I’m Laith. This site is where I write about LLMs, evaluation methodology, inference optimisation, and whatever I happen to be reverse-engineering at the moment. The name “lazyevaluator” comes from lazy evaluation in functional programming, the idea of deferring computation until the value is actually needed. It also describes how I tend to think as a ND adult.

By trade I’m an AI researcher and engineer.
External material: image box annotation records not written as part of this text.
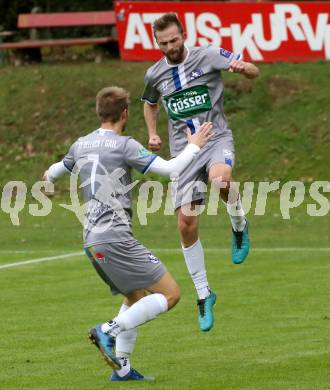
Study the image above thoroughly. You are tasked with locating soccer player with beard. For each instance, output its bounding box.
[142,13,259,331]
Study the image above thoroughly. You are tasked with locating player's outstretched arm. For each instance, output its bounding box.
[143,102,162,152]
[43,160,71,183]
[148,122,213,176]
[229,60,260,79]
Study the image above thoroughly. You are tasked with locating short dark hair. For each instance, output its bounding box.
[152,12,183,36]
[96,87,129,123]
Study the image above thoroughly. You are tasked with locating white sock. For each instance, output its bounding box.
[114,293,168,334]
[182,239,210,299]
[115,356,131,377]
[224,195,246,232]
[116,304,137,360]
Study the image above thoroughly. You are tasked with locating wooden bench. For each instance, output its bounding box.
[0,11,117,50]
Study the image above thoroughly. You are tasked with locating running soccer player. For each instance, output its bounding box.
[44,87,213,381]
[142,13,259,331]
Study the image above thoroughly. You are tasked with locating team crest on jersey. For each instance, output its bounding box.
[148,254,159,264]
[161,80,168,92]
[223,149,233,167]
[220,49,233,58]
[190,68,204,81]
[138,146,152,159]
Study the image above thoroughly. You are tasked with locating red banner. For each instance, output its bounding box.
[115,2,330,62]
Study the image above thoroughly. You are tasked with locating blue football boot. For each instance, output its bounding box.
[109,368,155,382]
[197,291,217,332]
[231,221,250,264]
[88,325,121,370]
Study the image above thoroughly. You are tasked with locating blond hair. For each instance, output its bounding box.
[96,87,129,123]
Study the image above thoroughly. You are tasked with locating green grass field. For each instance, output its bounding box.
[0,196,330,390]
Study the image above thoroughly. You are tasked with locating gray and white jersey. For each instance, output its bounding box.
[142,46,240,157]
[63,129,157,247]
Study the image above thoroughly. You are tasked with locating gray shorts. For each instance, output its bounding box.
[85,239,167,295]
[172,135,235,209]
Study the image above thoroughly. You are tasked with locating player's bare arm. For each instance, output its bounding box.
[229,60,259,79]
[143,102,162,152]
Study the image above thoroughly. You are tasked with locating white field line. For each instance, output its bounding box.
[0,247,330,269]
[0,252,84,269]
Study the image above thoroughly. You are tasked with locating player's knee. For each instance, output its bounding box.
[166,286,181,310]
[178,218,198,235]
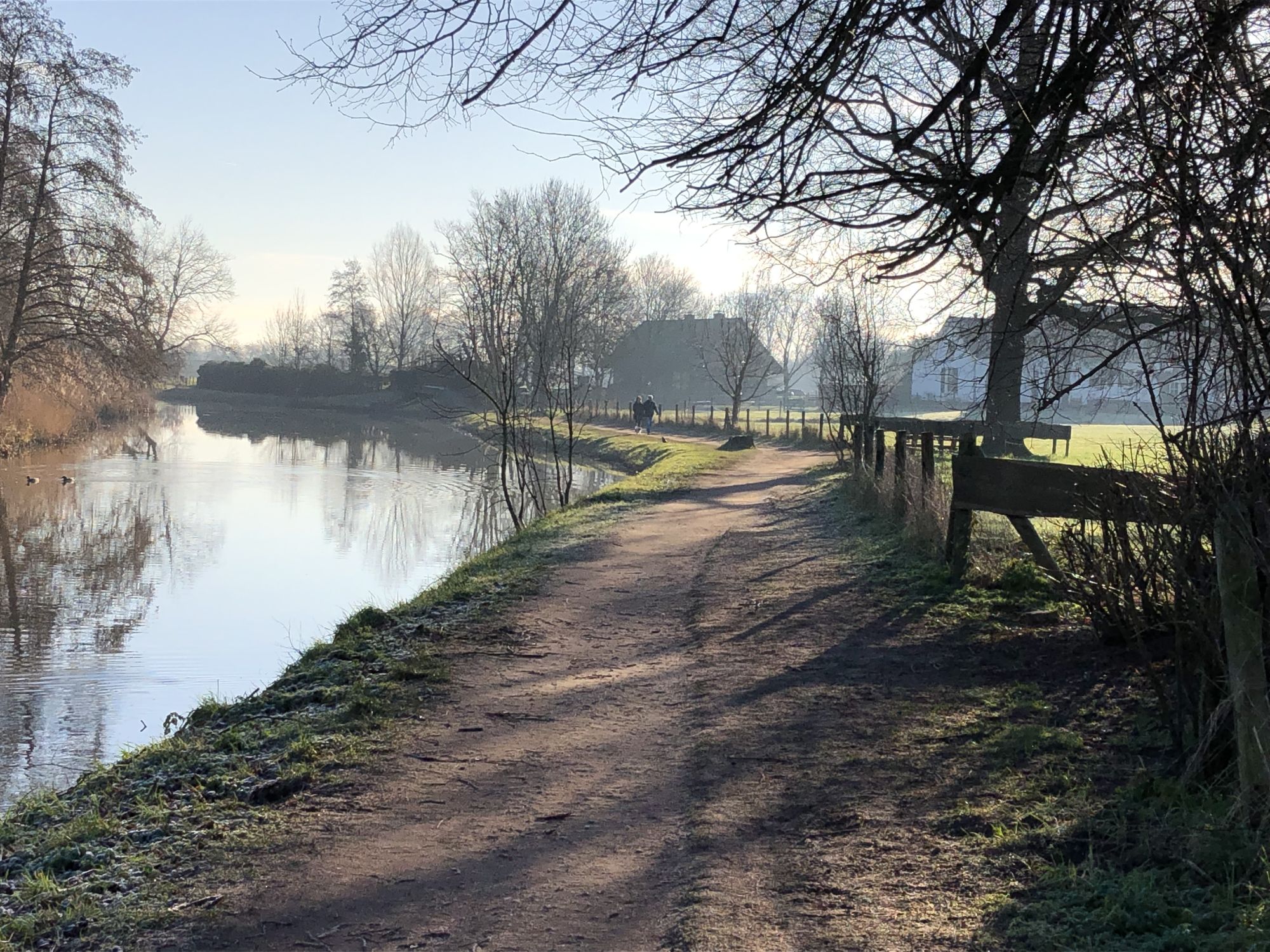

I spent the last eight years at Nokia as a Bell Labs Distinguished Member of Technical Staff (Bell Labs DMTS 2024, top 0.1% of Nokia technical staff), working across LLM/VLM training, fine-tuning, reward modeling, reasoning, evaluation, inference and AI privacy.

I also worked on generative modelling, applied ML for global telecom operators, and founded Jordan’s first operational research and machine learning consultancy (Holistic Analytics) back in 2010 after returning home with an MSc in Operational Research from the London School of Economics.

I was probably the first Data Scientist in Jordan, but before that name was popularized, I was a statistical analyst conducting multivariate modelling and analysis in the marketing, geolocation, human resources and engineering spaces.

Most of my interest sits in the unglamorous middle of AI research that gets skipped over in louder conversations: curation, evaluation, failure analysis, the slow work of figuring out what a model actually knows.

Evaluation is the most underrated subfield in the stack. If you can’t measure something honestly you don’t really know what you have. That’s been true since I started my career in management systems for industries in Jordan, over 20 years ago.

I’m interested in Neuroscience and Neurodivergence, and am also an aspiring grunge and metal vocalist and guitarist who enjoys hiking in the beautiful outdoors of my country.